La T-10 del metro subirá en 2012 un euro hasta los 9,25

El Conseller Recoder Presenta Las Novedades Tarifarias De La ATM
EUROPA PRESS
Europa Press Catalunya
Actualizado: lunes, 19 diciembre 2011 21:20

BARCELONA 19 Dic. (EUROPA PRESS) -

El precio del abono de transporte público más utilizado de Barcelona, la T-10, subirá hasta los 9,25 euros, un euro más de lo fijado para este 2011 (un 12% más) y la T-50/30 a 37 euros, con un incremento de 3,5 (10% más), según ha aprobado este lunes para los abonos de una zona el consejo de administración de la Autoritat del Transport Metropolità (ATM).

La T-10 supone el 70% de billetes del total y registra así el mayor incremento de la historia desde que se integraron las tarifas de los transportes metropolitanos en 2001, y se sitúa al nivel de la tarifa que tiene ahora para el Metrobus, que se eleva a 9,30 euros, si bien no está integrado; mientras que la T-10 de dos zonas aumenta dos euros, hasta los 18,4 euros.
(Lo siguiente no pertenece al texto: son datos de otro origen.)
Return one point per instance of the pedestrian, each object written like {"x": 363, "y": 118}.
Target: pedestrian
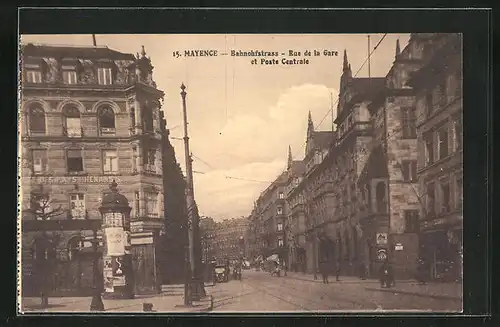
{"x": 386, "y": 275}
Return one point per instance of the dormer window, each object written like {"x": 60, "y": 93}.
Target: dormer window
{"x": 70, "y": 77}
{"x": 104, "y": 76}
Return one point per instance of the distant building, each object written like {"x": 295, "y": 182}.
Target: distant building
{"x": 439, "y": 111}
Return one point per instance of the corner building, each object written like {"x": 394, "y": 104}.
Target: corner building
{"x": 90, "y": 115}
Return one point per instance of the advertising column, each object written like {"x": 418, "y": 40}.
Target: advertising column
{"x": 117, "y": 258}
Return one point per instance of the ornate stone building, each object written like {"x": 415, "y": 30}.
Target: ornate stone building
{"x": 388, "y": 183}
{"x": 88, "y": 116}
{"x": 439, "y": 107}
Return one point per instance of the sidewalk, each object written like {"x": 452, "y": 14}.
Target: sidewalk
{"x": 436, "y": 290}
{"x": 160, "y": 302}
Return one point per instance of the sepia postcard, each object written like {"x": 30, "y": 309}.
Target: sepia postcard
{"x": 241, "y": 173}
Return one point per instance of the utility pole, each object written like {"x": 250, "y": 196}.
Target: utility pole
{"x": 197, "y": 289}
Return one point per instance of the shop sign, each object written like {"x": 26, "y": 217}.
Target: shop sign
{"x": 115, "y": 241}
{"x": 381, "y": 238}
{"x": 382, "y": 254}
{"x": 63, "y": 180}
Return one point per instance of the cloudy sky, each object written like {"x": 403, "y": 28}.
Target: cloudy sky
{"x": 242, "y": 117}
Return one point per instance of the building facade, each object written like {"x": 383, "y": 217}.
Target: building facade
{"x": 439, "y": 106}
{"x": 89, "y": 115}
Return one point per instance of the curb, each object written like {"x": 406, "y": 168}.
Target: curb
{"x": 433, "y": 296}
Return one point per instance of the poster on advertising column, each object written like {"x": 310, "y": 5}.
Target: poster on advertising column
{"x": 115, "y": 241}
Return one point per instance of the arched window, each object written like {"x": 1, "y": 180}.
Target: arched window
{"x": 74, "y": 246}
{"x": 36, "y": 119}
{"x": 132, "y": 120}
{"x": 72, "y": 125}
{"x": 106, "y": 119}
{"x": 380, "y": 196}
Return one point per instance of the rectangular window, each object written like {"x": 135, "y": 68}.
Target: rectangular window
{"x": 445, "y": 197}
{"x": 73, "y": 127}
{"x": 409, "y": 168}
{"x": 431, "y": 199}
{"x": 39, "y": 160}
{"x": 77, "y": 205}
{"x": 74, "y": 161}
{"x": 459, "y": 188}
{"x": 151, "y": 204}
{"x": 457, "y": 134}
{"x": 69, "y": 77}
{"x": 34, "y": 76}
{"x": 408, "y": 122}
{"x": 429, "y": 148}
{"x": 104, "y": 76}
{"x": 411, "y": 221}
{"x": 110, "y": 161}
{"x": 443, "y": 142}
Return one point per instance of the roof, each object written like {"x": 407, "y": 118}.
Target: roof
{"x": 82, "y": 52}
{"x": 376, "y": 165}
{"x": 322, "y": 139}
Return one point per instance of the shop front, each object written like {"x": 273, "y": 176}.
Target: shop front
{"x": 443, "y": 251}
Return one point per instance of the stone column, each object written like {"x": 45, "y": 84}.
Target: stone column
{"x": 138, "y": 117}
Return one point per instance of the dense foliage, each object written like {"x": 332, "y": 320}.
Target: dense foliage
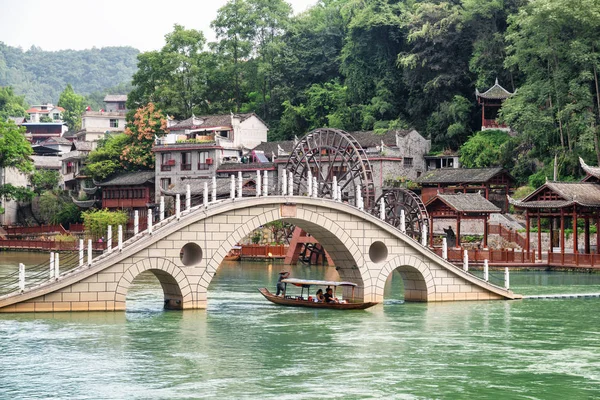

La subida media ponderada se situará en el 7,9%, según los datos que ha ofrecido en rueda de prensa el conseller de Territorio y Sostenibilidad, Lluís Recoder, quien ha avanzado que se cambiará la política tarifaria, haciendo que cuantos más viajes haga el usuario más baratos le saldrán, mientras que se castigará a los más excepcionales.

Los responsables de movilidad de la Generalitat consideran excepcionales los que tienen un número limitado de viajes, en lo que incluyen la T-50/30 --máximo 50 viajes en 30 días--, mientras que los habituales, aquellos ilimitados, como la T-Mes y la T-Trimestre.

Para una zona, el billete sencillo pasará a costar dos euros, 0,55 céntimos más (38% de aumento) y, por contra, se bajarán las tarifas de la T-Trimestre (de 140 a 135 euros) y de la T-Mes (de 51 a 50), y la T-Jove tendrá una disminución superior al 12% en todas las zonas, bajando la de una de 119 a 100, con lo que los jóvenes podrán adquirir un título trimestral pagando dos T-Mes.

Además, los parados tendrán un 50% de descuento en la T-Trimestre a partir del 1 de febrero, y la T-12 de transporte público gratis para niños de 4 a 12 años aumentará un año más, hasta los 13, si bien seguirá costando 35 euros de emisión.

JUSTIFICACIÓN DE LA GENERALITAT

La Generalitat ha justificado las subidas por el descenso de aportaciones del Estado al sistema, que previsiblemente pasarán de 184 a 113 millones de euros --un 43,5% menos, situándose a niveles del 2004--, lo que no se compensa con los 300 de la Generalitat, un 6,3% más; 80 del Ayuntamiento de Barcelona, 9,5% más; y la congelada en 94 del Área Metropolitana (AMB).

En relación a las cuentas de la Conselleria, Recoder ha destacado que del Presupuesto de 1.563 millones para el próximo año, 802 ya están comprometidos para pagos diferidos de obras anteriores, y quedan 761 para otros capítulos, de los cuales 300 se dedicarán al sistema.

Según él, hay otra razón de peso: "corregir el desequilibrio financiero" entre usuarios y administraciones, lo que se logrará parcialmente con las subidas, de forma que los pasajeros pasarán a sufragar el 47,2% del coste del sistema y las administraciones el 52,8% (ahora está en el 40-60%) del total de 1.213 millones que necesitará el sistema en 2012.

Así, deben recaudarse 40 millones más y ahorrar 45, con que los operadores harán sus ajustes, suprimiendo frecuencias y líneas de bus para reducir 56 millones de gasto de Transports Metropolitans de Barcelona (TMB), que gestiona el metro y el bus; y la supresión de las líneas urbanas L6 y L7 los sábados por la madrugada de Ferrocarrils de la Generalitat (FGC).

AUMENTO DE LAS MULTAS

En paralelo, Recoder ha resaltado que controlarán más el fraude, doblándose la multa por viajar sin billete --de 50 a 100 euros--, haciendo que los títulos integrados incorporen un holograma para dificultar la falsificación, y en Rodalies Renfe, "los más castigados por el fraude", aumentando la vigilancia en grandes estaciones, el cierre perimetral de las pequeñas e instalando cámaras.

De cara al futuro, el conseller también ha comentado que han empezado los estudios para implantar una tarjeta magnética recargable sin contacto que vaya sustituyendo el conjunto de billetes que ahora son de cartulina, una vieja aspiración que TMB ya había puesto sobre la mesa.